|Starring||Chris Hemsworth, Mark Ruffalo, Cate Blanchett, Tessa Thompson, Idris Elba, Tom Hiddleston|
|Release||3 NOV (US) 24 OCT (UK) Certificate 12A|
But that’s not to say that Waititi deserves sole credit for its success. Part of the reason that Thor has finally found his feet with this film is because Chris Hemsworth is finally given the chance to stretch comedy muscles as well as muscley muscles, in a way that we have only ever caught glimpses of before. It helps that the God Of Thunder gets a slight rewrite here to go along with his fresh, new reboot haircut too (just to ‘hammer’ the point home).
This is a truly goofy Thor, one that is funny not, as in previous MCU films, because he has his pomposity punctured and undermined, but because he is dorky. He wants to act cool but doesn’t know how to. He tries to show off and he ends up falling over. When he engages in frequent battles of one-upmanship with the Hulk, you can imagine that ‘old Thor’ would have become angry and acted out tempestuously as is in his name-sake nature, but ‘new Thor’ grits his teeth and tries to smile through polite protestation. It works because Thor’s main arc has always been to let go of his ego and learn more humility and humanity, but mostly it works because Chris Hemsworth is so fucking funny, selling this self-conscious version of the Avenger with brilliant delivery and timing that elevates an already great script.
As is often the case with any ensemble action sequel that feels like it has to pay service to all of the characters and elements it has picked up along the way, Thor: Ragnarok occasionally feels like it is doing too much, with secondary characters getting short thrift as a result. A plot-setting sequence with Benedict Cumberbatch’s Doctor Strange, for example, should be a crossover moment that induces grins and goosebumps, but ultimately isn’t anywhere near as enjoyable as when Thor is just out having his own adventure.

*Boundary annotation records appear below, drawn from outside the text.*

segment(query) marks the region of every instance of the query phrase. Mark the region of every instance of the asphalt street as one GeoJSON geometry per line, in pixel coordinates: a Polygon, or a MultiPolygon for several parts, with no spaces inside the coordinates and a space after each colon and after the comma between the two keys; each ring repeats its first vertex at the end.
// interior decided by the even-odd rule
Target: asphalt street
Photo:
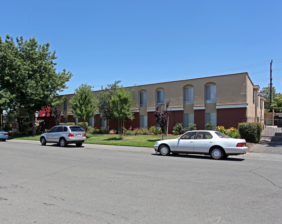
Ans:
{"type": "Polygon", "coordinates": [[[282,155],[0,142],[0,223],[277,223],[282,155]]]}

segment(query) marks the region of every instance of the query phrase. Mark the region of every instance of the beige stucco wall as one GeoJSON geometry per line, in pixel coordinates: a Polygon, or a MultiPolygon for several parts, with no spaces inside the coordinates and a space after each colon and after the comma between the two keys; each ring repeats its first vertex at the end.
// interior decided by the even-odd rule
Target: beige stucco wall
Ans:
{"type": "MultiPolygon", "coordinates": [[[[193,113],[193,106],[205,106],[206,111],[216,112],[217,105],[248,104],[249,116],[254,114],[255,111],[252,103],[252,86],[246,72],[139,86],[135,87],[136,91],[133,94],[135,104],[132,109],[139,110],[140,115],[146,114],[147,109],[156,108],[157,91],[164,90],[165,100],[171,100],[170,107],[183,108],[185,113],[193,113]],[[214,84],[216,85],[216,103],[205,103],[205,85],[214,84]],[[194,87],[194,104],[184,105],[184,88],[192,86],[194,87]],[[147,107],[141,107],[139,105],[139,93],[144,91],[147,92],[147,107]]],[[[100,91],[94,91],[93,94],[97,96],[100,91]]],[[[73,95],[65,95],[68,100],[67,111],[63,111],[63,104],[61,106],[64,116],[71,112],[69,100],[73,95]]]]}

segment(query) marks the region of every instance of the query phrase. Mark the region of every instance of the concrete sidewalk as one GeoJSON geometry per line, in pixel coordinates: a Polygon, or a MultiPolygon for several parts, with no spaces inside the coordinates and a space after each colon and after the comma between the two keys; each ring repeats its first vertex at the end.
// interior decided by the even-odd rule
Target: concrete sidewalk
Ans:
{"type": "MultiPolygon", "coordinates": [[[[41,147],[40,142],[39,141],[31,141],[30,140],[20,140],[18,139],[9,139],[7,141],[3,142],[5,143],[9,144],[9,142],[16,143],[20,143],[21,144],[33,144],[38,145],[41,147]]],[[[47,143],[48,145],[53,145],[57,146],[57,144],[47,143]]],[[[259,147],[261,146],[261,144],[255,144],[251,148],[251,151],[255,147],[255,148],[259,147]]],[[[57,147],[59,147],[57,146],[57,147]]],[[[76,148],[74,144],[68,145],[67,147],[76,148]]],[[[114,146],[107,145],[97,145],[83,143],[82,147],[77,148],[79,150],[83,150],[85,148],[88,149],[95,149],[101,150],[112,150],[122,152],[139,152],[154,154],[155,150],[152,147],[140,147],[134,146],[114,146]]],[[[257,150],[256,149],[256,150],[257,150]]],[[[282,162],[282,155],[280,154],[270,154],[266,153],[257,153],[254,152],[247,152],[246,154],[239,156],[230,156],[228,158],[238,158],[244,159],[252,159],[257,160],[266,160],[282,162]]]]}

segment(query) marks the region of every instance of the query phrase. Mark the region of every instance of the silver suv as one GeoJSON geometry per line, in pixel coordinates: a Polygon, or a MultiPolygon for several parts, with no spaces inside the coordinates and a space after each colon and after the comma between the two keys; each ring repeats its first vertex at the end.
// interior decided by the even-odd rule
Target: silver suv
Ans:
{"type": "Polygon", "coordinates": [[[42,145],[46,143],[57,143],[61,147],[74,143],[77,146],[81,146],[86,139],[83,128],[75,125],[57,125],[40,136],[42,145]]]}

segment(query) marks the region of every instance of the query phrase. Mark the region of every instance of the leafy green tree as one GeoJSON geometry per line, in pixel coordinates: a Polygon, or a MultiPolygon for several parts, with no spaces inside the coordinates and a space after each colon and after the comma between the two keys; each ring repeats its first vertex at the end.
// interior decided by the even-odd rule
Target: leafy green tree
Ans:
{"type": "Polygon", "coordinates": [[[70,100],[71,105],[70,111],[82,120],[86,131],[86,121],[94,116],[97,104],[93,91],[87,83],[82,84],[75,91],[75,95],[70,100]]]}
{"type": "Polygon", "coordinates": [[[50,51],[49,42],[39,44],[34,37],[24,41],[22,36],[16,38],[16,44],[8,35],[4,42],[0,39],[0,79],[5,79],[0,91],[8,92],[10,103],[26,110],[35,135],[35,113],[62,103],[57,93],[68,88],[66,83],[72,74],[64,69],[56,72],[56,51],[50,51]]]}
{"type": "Polygon", "coordinates": [[[120,88],[119,84],[120,80],[115,81],[115,83],[108,84],[105,89],[102,86],[101,91],[98,96],[98,108],[100,114],[106,120],[115,120],[116,117],[111,109],[110,101],[112,96],[116,94],[120,88]]]}
{"type": "MultiPolygon", "coordinates": [[[[133,90],[129,90],[124,87],[118,88],[116,94],[111,96],[110,101],[111,111],[115,118],[119,121],[119,139],[120,121],[121,121],[120,130],[121,130],[122,121],[124,121],[125,119],[132,120],[134,118],[133,113],[131,112],[131,108],[135,103],[132,96],[132,91],[134,91],[134,88],[133,90]]],[[[124,122],[123,129],[124,129],[124,122]]]]}
{"type": "Polygon", "coordinates": [[[281,108],[281,103],[280,103],[280,100],[282,99],[282,94],[276,92],[275,87],[273,86],[272,89],[272,100],[274,105],[272,106],[271,106],[270,99],[270,85],[269,84],[267,87],[263,87],[261,91],[262,93],[262,96],[266,99],[264,102],[264,110],[267,112],[271,112],[272,111],[272,109],[274,109],[275,112],[280,113],[279,111],[282,110],[281,108]]]}

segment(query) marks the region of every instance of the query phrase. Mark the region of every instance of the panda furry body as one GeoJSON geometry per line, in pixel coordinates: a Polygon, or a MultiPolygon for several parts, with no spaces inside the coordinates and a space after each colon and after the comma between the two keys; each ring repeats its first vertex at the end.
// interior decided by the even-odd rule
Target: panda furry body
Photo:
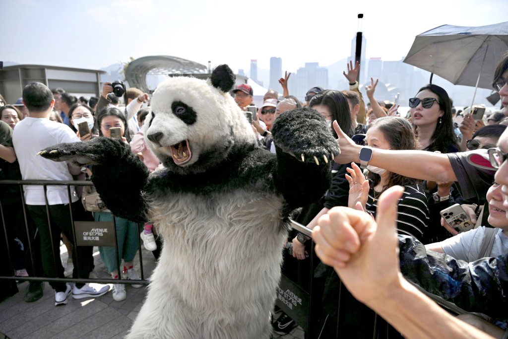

Meanwhile Idris Elba’s Heimdall is given a shorthand hero story, Karl Urban’s Skurge gets occasional great moments but is ultimately an underwritten flip-flopping character, Tessa Thompson’s Valkyrie is basically just layering on more strength and sass and it seems Jeff Goldbum was cast to simply play Jeff Goldblum (which is easily the best thing to ever do with Jeff Goldblum). Only Mark Ruffalo gets to expand his character/s further, playing a more settled, engaging Hulk with an emotion range that extends beyond just ‘smash’, and a bewildered Banner comically out of his depth in human form. Even Loki – as great as Tom Hiddleston still is in the role – is basically just doing more Loki.
All of which is ok. Together, the myriad elements, no matter how simplistic, form a cohesive whole that knows how to emphasise its strengths to be the best film it can be. Sadly, this also means that Cate Blanchett is somewhat wasted in full undefeatable villain mode, forced to play high camp in the straightest plot thread of the film while almost everyone else onscreen is having fun undercutting each other. In any other MCU movie, she might have been remembered as a truly iconic formidable foe, but here she loses out to how strong the film is when it’s having fun with her not on screen.
Overall though, this is a film comprised of fantastic moments that you’ll want to remember and repeat long after it’s over, but you won’t be able to because there are just so many. Retelling forgotten gags is to this film what picking apart nerd spots and flaws are to every other film in the MCU back catalogue. There are superb lines, great physical comedy, hilarious moments of confusion, instances of questioning basic actions that continually undermine the stakes that are at play, and without a doubt the best surprise cameos of any comic-book movie to date. To give you some idea, there is a moment where Thor recounts an anecdote from his childhood with Loki that I found so funny I remembered it and laughed again every 10 minutes for the rest of the film, and I guarantee that happened for almost everyone else at my screening but with different jokes.
So yes. Waititi’s unique creative tone can shine through the Marvel model, and the MCU is undoubtedly a far better place for it. If anything, after this exceptionally inventive instalment, it’s going to be difficult to not see any future return to the po-faced straight-up superhero action films of Phase 1 as a step-back to a lazy formula. Which means that, despite being mega-excited this time last week, I am now genuinely concerned for Black Panther.